Armed with tests that suggest the body of every Canadian carries trace evidence of dangerous chemicals, Ontario’s New Democrats are spearheading an effort that would help them learn exactly what carcinogens or toxins they are exposed to on a daily basis.
Toxic chemicals are in many everyday products, from household cleaners and laundry detergents to hair dyes and cosmetics, said NDP environment critic Peter Tabuns, who is pushing for a new law that would compel manufacturers to disclose dangerous ingredients in their products.
Consumers would demand changes if labels told them exactly what a product contains, Tabuns said in an interview.
“Right now, most people don’t know whether or not products that they buy have cancer-causing agents in them.”
Tabuns hopes to convince Ontario to follow the example of California, where community right-to-know legislation has helped get arsenic out of bottled water and lead removed from some candies. Manufacturers there opted to find alternatives rather than list carcinogens on their labels, he said.
“They are not going to want to have that label on their products,” Tabuns said. “They know that consumers, especially parents, don’t want to subject themselves to exposure.”

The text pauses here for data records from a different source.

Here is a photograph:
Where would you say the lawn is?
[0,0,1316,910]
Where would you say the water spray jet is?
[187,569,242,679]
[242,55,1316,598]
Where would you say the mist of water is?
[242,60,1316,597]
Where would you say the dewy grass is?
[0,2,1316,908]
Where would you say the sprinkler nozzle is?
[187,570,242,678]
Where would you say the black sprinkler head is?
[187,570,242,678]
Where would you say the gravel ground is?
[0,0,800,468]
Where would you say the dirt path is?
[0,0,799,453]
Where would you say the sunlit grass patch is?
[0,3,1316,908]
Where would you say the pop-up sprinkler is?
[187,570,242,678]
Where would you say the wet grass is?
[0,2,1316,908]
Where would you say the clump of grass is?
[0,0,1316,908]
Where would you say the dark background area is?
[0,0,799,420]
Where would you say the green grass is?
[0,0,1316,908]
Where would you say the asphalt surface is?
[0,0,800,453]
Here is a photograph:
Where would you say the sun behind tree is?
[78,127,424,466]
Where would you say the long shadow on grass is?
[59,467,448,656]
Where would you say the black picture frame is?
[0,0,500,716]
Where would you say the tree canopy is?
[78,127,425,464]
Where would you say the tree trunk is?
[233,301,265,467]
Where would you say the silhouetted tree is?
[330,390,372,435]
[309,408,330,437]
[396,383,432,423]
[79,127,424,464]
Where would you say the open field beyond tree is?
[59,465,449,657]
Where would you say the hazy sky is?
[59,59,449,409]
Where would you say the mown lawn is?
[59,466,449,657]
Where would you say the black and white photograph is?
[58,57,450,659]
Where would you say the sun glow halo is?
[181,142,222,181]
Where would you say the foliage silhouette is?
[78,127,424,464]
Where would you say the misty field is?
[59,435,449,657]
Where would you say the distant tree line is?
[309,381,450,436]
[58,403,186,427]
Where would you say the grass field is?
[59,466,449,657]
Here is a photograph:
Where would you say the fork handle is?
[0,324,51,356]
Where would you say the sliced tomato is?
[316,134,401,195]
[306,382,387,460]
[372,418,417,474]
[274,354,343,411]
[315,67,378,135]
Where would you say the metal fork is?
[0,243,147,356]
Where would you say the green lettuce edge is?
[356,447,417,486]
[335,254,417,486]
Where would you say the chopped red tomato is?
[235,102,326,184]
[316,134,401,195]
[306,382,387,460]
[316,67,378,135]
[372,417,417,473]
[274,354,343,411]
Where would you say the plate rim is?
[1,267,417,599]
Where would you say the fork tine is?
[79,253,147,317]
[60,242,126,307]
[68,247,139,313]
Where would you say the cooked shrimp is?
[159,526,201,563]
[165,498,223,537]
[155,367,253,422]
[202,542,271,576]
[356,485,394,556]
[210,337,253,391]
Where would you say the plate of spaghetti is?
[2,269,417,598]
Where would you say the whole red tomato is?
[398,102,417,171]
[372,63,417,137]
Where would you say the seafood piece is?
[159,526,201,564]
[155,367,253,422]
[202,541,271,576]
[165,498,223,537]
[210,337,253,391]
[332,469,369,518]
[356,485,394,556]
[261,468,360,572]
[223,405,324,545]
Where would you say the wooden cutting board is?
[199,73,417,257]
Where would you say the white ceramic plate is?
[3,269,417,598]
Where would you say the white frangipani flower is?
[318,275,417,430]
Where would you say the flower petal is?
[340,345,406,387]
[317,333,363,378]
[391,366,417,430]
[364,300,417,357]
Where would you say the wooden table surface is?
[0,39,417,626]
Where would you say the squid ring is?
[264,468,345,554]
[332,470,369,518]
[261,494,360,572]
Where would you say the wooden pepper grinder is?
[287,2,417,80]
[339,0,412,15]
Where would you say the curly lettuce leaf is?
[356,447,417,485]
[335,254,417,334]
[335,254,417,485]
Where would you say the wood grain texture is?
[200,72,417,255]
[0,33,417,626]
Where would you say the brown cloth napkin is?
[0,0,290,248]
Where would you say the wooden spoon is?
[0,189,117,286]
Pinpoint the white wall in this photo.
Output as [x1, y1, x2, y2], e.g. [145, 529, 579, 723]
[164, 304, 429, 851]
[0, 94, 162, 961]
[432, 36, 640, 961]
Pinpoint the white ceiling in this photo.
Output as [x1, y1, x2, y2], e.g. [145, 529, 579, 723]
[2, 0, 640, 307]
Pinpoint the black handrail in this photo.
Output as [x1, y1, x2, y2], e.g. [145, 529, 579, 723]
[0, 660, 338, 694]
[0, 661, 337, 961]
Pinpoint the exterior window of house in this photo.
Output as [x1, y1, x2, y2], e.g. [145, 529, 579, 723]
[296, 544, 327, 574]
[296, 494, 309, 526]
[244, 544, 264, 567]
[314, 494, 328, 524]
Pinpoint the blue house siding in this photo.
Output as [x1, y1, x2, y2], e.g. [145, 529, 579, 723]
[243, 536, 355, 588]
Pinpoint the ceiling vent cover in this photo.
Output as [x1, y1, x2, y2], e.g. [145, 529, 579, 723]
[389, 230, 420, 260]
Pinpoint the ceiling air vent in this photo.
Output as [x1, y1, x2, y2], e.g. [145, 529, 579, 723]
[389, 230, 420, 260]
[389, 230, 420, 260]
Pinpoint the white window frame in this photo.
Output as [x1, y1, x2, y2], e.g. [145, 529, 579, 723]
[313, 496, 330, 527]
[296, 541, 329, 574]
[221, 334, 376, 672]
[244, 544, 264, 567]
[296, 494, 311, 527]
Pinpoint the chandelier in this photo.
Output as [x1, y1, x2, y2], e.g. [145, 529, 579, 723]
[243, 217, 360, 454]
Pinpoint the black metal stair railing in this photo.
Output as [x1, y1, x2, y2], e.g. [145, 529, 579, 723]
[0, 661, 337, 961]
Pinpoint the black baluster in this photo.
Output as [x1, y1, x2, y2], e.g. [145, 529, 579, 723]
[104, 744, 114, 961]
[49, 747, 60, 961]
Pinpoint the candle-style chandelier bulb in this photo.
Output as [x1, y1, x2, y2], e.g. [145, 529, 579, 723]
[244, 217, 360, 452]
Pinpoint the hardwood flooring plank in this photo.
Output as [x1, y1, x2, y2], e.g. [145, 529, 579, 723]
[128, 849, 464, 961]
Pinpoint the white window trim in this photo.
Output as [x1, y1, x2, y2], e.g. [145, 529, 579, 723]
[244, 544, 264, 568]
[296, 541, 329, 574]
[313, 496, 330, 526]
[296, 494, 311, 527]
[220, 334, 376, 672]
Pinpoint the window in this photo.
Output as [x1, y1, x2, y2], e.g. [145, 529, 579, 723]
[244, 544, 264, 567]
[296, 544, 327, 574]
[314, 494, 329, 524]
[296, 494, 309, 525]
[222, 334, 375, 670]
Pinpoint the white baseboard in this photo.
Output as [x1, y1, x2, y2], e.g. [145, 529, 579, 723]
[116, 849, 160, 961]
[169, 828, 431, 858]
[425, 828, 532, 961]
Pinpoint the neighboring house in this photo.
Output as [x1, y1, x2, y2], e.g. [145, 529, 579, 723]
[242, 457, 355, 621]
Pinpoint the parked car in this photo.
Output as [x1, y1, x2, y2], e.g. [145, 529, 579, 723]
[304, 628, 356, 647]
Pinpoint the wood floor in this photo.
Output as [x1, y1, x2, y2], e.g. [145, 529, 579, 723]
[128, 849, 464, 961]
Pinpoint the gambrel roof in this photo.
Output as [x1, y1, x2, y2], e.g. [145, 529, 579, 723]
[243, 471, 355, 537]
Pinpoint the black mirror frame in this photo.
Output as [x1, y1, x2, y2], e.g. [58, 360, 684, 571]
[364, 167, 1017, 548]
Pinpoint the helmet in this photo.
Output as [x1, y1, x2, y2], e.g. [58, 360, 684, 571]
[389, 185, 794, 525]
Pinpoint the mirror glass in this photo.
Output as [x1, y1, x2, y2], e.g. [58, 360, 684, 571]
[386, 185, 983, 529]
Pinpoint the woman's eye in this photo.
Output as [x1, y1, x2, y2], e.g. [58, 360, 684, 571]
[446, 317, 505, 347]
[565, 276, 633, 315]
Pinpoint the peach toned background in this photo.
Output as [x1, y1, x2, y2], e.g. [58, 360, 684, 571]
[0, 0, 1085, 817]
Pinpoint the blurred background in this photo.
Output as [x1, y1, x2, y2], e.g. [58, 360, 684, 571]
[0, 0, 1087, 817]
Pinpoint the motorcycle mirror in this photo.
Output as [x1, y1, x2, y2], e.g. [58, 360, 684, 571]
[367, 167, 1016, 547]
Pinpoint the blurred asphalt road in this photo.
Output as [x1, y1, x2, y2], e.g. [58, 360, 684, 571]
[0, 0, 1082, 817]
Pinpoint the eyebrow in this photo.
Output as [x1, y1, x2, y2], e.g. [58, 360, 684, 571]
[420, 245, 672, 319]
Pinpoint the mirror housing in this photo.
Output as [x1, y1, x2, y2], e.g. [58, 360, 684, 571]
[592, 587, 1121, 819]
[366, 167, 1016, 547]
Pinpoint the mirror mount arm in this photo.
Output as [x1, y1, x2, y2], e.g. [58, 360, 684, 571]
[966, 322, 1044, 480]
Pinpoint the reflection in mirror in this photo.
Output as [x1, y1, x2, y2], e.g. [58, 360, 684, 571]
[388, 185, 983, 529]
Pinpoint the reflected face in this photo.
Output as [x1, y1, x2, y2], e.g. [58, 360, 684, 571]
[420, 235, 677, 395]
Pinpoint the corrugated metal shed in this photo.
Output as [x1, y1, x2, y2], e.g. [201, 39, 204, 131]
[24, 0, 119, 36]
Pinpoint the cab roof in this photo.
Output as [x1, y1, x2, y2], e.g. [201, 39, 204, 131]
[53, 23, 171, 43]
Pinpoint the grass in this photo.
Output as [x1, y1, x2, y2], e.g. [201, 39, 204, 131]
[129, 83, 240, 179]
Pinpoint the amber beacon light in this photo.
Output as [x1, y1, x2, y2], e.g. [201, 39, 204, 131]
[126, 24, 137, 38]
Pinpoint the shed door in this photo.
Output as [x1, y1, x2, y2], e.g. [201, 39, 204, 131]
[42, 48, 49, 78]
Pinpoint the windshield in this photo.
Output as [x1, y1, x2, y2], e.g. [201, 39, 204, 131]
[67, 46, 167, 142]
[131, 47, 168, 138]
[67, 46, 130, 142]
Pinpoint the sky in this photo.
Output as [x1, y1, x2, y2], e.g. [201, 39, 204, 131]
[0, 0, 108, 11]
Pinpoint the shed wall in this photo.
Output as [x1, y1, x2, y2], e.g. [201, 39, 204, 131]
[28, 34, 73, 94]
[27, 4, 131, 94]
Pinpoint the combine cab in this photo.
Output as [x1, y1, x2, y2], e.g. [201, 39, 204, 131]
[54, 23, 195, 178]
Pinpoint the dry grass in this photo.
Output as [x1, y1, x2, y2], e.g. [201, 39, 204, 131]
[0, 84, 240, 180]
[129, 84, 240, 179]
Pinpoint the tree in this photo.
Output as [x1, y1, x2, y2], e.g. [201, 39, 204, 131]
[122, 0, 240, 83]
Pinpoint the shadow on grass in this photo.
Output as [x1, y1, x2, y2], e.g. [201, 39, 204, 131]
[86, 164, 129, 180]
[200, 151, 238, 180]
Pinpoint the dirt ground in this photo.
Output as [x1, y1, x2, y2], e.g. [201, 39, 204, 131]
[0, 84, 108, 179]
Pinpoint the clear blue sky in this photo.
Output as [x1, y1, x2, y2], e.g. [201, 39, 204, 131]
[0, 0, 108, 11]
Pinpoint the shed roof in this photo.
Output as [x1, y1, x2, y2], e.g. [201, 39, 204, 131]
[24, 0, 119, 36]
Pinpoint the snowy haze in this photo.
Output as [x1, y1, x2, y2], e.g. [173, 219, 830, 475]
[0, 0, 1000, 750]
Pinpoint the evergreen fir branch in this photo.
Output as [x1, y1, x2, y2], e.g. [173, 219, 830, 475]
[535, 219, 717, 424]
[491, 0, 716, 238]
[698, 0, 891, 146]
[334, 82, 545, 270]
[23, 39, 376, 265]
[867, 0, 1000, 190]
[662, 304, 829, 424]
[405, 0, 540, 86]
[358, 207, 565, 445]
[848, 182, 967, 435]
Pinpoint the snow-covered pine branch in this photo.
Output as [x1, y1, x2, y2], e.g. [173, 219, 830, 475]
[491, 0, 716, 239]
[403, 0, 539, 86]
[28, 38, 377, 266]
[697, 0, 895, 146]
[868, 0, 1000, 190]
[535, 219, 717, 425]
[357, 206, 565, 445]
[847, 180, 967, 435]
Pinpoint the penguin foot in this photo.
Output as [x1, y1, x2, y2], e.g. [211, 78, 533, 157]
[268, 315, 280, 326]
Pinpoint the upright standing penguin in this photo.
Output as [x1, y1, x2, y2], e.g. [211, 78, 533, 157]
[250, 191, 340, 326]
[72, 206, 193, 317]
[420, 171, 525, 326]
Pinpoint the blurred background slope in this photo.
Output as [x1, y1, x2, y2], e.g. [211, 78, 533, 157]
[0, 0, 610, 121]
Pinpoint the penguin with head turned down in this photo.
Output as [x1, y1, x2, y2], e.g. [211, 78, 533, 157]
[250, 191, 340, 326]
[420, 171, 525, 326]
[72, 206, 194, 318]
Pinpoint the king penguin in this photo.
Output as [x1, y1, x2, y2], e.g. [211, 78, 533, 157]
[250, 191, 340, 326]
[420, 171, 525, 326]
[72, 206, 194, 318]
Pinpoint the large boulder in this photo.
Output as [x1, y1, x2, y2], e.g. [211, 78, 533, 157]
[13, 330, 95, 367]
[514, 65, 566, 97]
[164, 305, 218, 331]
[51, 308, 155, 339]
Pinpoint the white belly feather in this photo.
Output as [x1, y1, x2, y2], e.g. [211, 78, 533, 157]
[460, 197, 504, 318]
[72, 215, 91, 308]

He cited the example of Gillette, which reformulated Liquid Paper correction fluid to eliminate trichloroethylene, a suspected carcinogen, rather than comply with California’s 15-year-old law to label the product with a warning that the ingredient could cause cancer.
The members of Canada’s Chemical Producers Association believe in right-to-know legislation, but “the devil is in the details,” said Michael Bourque, the association’s vice-president of public affairs.
He cautioned against labelling products that contain only a few parts per billion of a certain chemical – levels that scientists say are safe.
“One problem (is) where you provide a fire hose of information that no one can drink from it, or you provide lists of things that are in such minute quantities that we don’t know whether there’s an impact,” Bourque said.
“Do we support giving people information that’s going to confuse them, alarm them unnecessarily? No, we don’t.”
The lobby group Environmental Defence has issued three reports since 2005 detailing tests on Canadian children, adults and even four federal MPs that found evidence of 68 different chemicals, including pesticides, PCBs, stain repellents, fire retardants, mercury and lead.
Environmental Defence policy director Aaron Freeman said legislation like that proposed by Tabuns is “absolutely essential” in order to help protect consumers.
“You’re seeing consumers making environmentally sound choices when they’re given information, (such as) the slow-motion explosion toward organic food and non-toxic alternatives in areas like pesticides and cosmetics,” he said.
“It’s true that some chemicals are only in certain products at very small amounts, but for some chemicals, those small amounts are still very toxic. At a very basic level, if something is toxic, we have a right to know.”
Tabuns’ private member’s bill, dubbed the Community Right to Know act, has received second reading in the Ontario legislature, but there’s no indication the Liberal government will agree to hold public hearings on the bill or allow it to come back to the legislature for third and final reading.
Anne O’Hagan, the senior communications adviser to Environment Minister Lauren Broten, said the government supports the general idea behind the bill. “More information can only be a good thing when it comes to the environment.”
Tabuns’ bill also calls for better worker access to warnings about harmful chemicals they are exposed to on the job, and he plans to introduce companion legislation, a Toxic Use Reduction act, to force companies to cut the use, waste and spillage of toxic chemicals.
The European Union and the state of Vermont have similar product-labelling laws, and Tabuns said it’s time Canada started catching up with those jurisdictions that help protect consumers from dangerous chemicals.
“This issue really has arrived, and the political momentum among the public is there,” he said. “If the (Liberals) don’t act, they will face the loss of support from environmentalists and public health advocates in the next election.”